Yuga-Dharma: The Four Ages, Decline of Dharma, and the Rise of Social Order
ततस्ताः पर्यगृह्णन्त नदीक्षेत्राणि पर्वतान् / वृक्षगुल्मौषधीश्चैव प्रसह्य तु यथाबलम्
tatastāḥ paryagṛhṇanta nadīkṣetrāṇi parvatān / vṛkṣagulmauṣadhīścaiva prasahya tu yathābalam
ထို့နောက် သူတို့သည် မိမိတို့၏ အင်အားအလိုက် အကြမ်းဖက်၍ မြစ်များ၊ လယ်ယာမြေများ၊ တောင်တန်းများနှင့် သစ်ပင်၊ ချုံပင်၊ ဆေးဖက်ဝင် အပင်တို့ကိုပါ လုယူသိမ်းပိုက်ကြ၏။
Narrator (Purāṇic narration, traditionally through Vyāsa’s discourse)
Primary Rasa: raudra
Secondary Rasa: karuna
Indirectly: by portraying forceful appropriation of nature, it highlights the opposite of Atman-centered vision—where one abides in inner fullness rather than grasping at external possessions.

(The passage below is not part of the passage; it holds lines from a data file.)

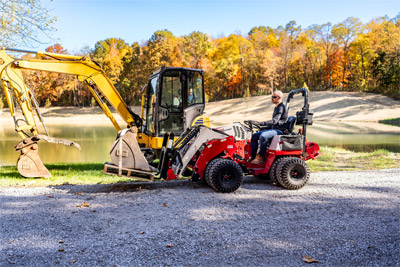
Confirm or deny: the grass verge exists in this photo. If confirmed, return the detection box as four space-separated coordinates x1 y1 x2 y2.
379 118 400 127
0 149 400 187
307 146 400 172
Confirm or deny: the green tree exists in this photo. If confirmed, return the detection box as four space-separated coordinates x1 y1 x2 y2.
332 17 361 87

No explicit practice is named in this verse; thematically it supports Yogic restraint (saṃyama) and non-possessiveness (aparigraha-like discipline), which the Kurma Purana later aligns with Shaiva-Vaishnava spiritual synthesis and self-mastery.
It does not state it directly; the verse functions as narrative groundwork where dharma and restraint are tested—principles that the Kurma Purana later frames through a unified Shaiva-Vaishnava theological lens.